To understand Kepler-186f’s axial tilt better, researchers had a look at the relationship between Earth and Mars, two planets that strongly interact with each other but have vastly different axial tilts. Specifically, compared to Earth’s mild axial tilt that goes between 22.1 and 24.5 degrees, Mars’s unstable axial tilt varies from 0 to 60 degrees.
This is because, despite the strong interaction between the two, an interaction that should make both axial tilts wobbly and unstable, the Earth’s moon keeps its axial tilt steady and therefore hospitable to life. On the other hand, the interaction has kept Mars’s axial tilt unstable, making it a perfect example of how a planet can become an inhospitable planet because of its unstable axial tilt even if it is in its solar system’s habitable zone.
Interestingly, the researchers found that Kepler-186f’s axial tilt is actually rather stable, much like Earth’s, and they believe the same could be true for Kepler-62f as well possibly because of the interaction between the two is not as strong compared to Earth and Mars.
That said, there are still many things not known about the two exoplanets to determine whether they are truly hospitable to complex life.
Complex Life
Looking further into potentially habitable planets by determining their axial tilts, researchers of a new study, including the lead of the 2018 research, Gongjie Li, focused on binary star systems since 50 percent of stars have binary companion stars.
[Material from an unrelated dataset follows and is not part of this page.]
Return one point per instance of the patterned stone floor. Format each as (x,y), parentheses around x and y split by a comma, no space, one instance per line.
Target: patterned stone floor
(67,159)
Although the search was not very hopeful when researchers looked at the so-called Goldilocks zone of neighbor binary star system Alpha Centauri B, which is only four lightyears away, they expanded to a more universal scope and concluded that 87 percent of exo-Earths in binary systems likely have axial tilts similar to Earth’s.
Simply put, although researchers did not find ideal axial tilts in the planets in our neighbor binary system, the optimistic news is that there are likely many others with Earth-like axial tilts, which means that scientists have a better idea of where to look for potentially habitable planets.
Only recently, another team of researchers also helped narrow down the search for habitable planets by this time taking a planet’s photochemistry into consideration. In the study, researchers determined that the planets around active stars that emit larger doses of radiation are more likely to lose water than those around calmer stars, while planets with thin ozone layers are also not ideal because of the high concentrations of radiation reaching the surface.
Fortunately, we now have specialized telescopes that can detect water vapor and ozone layers of planets, narrowing the search so scientists will know where best to look.
There is no saying when humans will finally find signs of complex life on other planets, but the information provided by these studies help narrow down the search for other habitable planets in a vast universe.